The world’s leading publication for data science, AI, and ML professionals.

Train a Custom Object Detector with Detectron2 and FiftyOne

Combine the dataset curation of FiftyOne with the model training of Detectron2 to easily train custom detection models

Image 71df582bfb39b541 from the Open Images V6 dataset (CC-BY 2.0) visualized in FiftyOne
Image 71df582bfb39b541 from the Open Images V6 dataset (CC-BY 2.0) visualized in FiftyOne

In recent years, every aspect of the Machine Learning (ML) lifecycle has had tooling developed to make it easier to bring a custom model from an idea to a reality. The most exciting part is that the community has a propensity for open-source tools, like Pytorch and Tensorflow, allowing the model development process to be more transparent and replicable.

In this post, we take a look at how to integrate two open-source tools tackling different parts of an ML project: FiftyOne and Detectron2. Detectron2 is a library developed by Facebook AI Research designed to allow you to easily train state-of-the-art detection and segmentation algorithms on your own data. FiftyOne is a toolkit designed to let you easily visualize your data, curate high-quality datasets, and analyze your model results.

Together, you can use FiftyOne to curate your custom dataset, use Detectron2 to train a model on your FiftyOne dataset, then evaluate the Detectron2 model results back in FiftyOne to learn how to improve your dataset, continuing the cycle until you have a high-performing model. This post closely follows the official Detectron2 tutorial, augmenting it to show how to work with FiftyOne datasets and evaluations.

Follow along in Colab!

Check out this notebook to follow along with this post right in your browser.

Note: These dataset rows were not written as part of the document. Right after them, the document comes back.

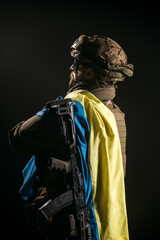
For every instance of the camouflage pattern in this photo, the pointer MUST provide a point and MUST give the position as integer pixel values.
(104, 52)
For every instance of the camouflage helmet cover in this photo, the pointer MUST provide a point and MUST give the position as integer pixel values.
(105, 52)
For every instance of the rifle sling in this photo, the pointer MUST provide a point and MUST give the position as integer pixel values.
(51, 207)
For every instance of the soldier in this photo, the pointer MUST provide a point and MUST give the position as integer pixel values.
(99, 63)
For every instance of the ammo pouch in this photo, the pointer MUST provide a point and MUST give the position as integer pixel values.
(61, 214)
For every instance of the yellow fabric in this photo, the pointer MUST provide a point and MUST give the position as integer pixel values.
(105, 162)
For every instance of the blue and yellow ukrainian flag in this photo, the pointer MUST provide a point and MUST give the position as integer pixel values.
(102, 168)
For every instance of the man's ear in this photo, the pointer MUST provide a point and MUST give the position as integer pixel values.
(89, 73)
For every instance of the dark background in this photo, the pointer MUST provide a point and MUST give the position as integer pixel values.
(34, 67)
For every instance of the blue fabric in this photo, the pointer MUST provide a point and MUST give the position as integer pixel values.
(29, 174)
(83, 131)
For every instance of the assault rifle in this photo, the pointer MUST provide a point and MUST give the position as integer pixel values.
(75, 195)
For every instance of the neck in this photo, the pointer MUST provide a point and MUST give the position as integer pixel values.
(92, 85)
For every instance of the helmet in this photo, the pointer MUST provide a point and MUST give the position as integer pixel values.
(104, 52)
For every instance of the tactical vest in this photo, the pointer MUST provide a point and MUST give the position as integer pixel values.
(106, 95)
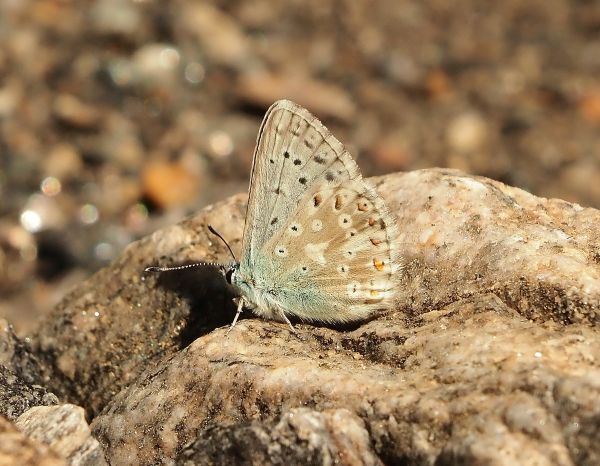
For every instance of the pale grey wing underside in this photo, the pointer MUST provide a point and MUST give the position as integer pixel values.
(294, 153)
(336, 260)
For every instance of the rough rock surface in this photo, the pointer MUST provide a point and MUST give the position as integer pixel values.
(19, 450)
(491, 356)
(16, 396)
(65, 429)
(19, 377)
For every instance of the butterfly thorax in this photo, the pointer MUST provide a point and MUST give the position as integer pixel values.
(258, 292)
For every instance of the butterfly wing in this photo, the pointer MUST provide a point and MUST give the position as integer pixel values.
(294, 152)
(335, 260)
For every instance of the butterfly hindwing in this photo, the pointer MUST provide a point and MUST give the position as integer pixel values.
(335, 260)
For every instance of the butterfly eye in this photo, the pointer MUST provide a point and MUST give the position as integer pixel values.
(229, 275)
(345, 221)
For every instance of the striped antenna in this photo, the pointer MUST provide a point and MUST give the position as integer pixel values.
(181, 267)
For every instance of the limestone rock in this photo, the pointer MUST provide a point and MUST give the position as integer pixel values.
(65, 429)
(302, 436)
(16, 396)
(16, 449)
(491, 355)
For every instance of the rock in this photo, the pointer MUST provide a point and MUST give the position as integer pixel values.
(325, 100)
(216, 32)
(19, 450)
(65, 430)
(17, 359)
(302, 436)
(71, 111)
(464, 235)
(491, 352)
(169, 184)
(16, 396)
(466, 133)
(456, 384)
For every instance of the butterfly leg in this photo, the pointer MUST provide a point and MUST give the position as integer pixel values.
(241, 303)
(284, 317)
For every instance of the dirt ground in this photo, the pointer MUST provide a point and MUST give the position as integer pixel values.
(118, 117)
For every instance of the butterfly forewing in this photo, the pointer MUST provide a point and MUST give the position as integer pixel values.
(294, 152)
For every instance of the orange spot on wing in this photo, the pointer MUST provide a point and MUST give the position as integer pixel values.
(378, 264)
(338, 202)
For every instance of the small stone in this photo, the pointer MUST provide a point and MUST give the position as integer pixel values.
(17, 449)
(169, 184)
(466, 133)
(65, 430)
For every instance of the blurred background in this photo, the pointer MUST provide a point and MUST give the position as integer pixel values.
(118, 117)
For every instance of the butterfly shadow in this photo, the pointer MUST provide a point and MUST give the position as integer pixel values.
(208, 295)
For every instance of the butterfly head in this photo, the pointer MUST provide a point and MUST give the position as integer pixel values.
(229, 271)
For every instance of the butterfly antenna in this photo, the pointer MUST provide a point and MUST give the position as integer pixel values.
(214, 232)
(182, 267)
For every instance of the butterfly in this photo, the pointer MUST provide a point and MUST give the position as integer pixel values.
(319, 243)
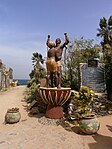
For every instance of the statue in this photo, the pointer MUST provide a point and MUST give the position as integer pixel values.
(54, 58)
(55, 95)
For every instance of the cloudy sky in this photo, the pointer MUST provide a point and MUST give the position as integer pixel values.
(25, 24)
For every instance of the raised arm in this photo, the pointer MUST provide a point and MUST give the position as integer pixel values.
(66, 40)
(48, 40)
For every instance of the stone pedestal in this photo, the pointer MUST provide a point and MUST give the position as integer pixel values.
(55, 98)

Screenshot of Colab notebook (image by author)
Screenshot of Colab notebook (image by author)

Setup

To start, we’ll need to install FiftyOne and Detectron2.

# Install FiftyOne
pip install fiftyone 
# Install Detectron2 from Source (Other options available)
python -m pip install 'git+https://github.com/facebookresearch/detectron2.git'
# (add --user if you don't have permission)

# Or, to install it from a local clone:
git clone https://github.com/facebookresearch/detectron2.git
python -m pip install -e detectron2

# On macOS, you may need to prepend the above commands with a few environment variables:
CC=clang CXX=clang++ ARCHFLAGS="-arch x86_64" python -m pip install ...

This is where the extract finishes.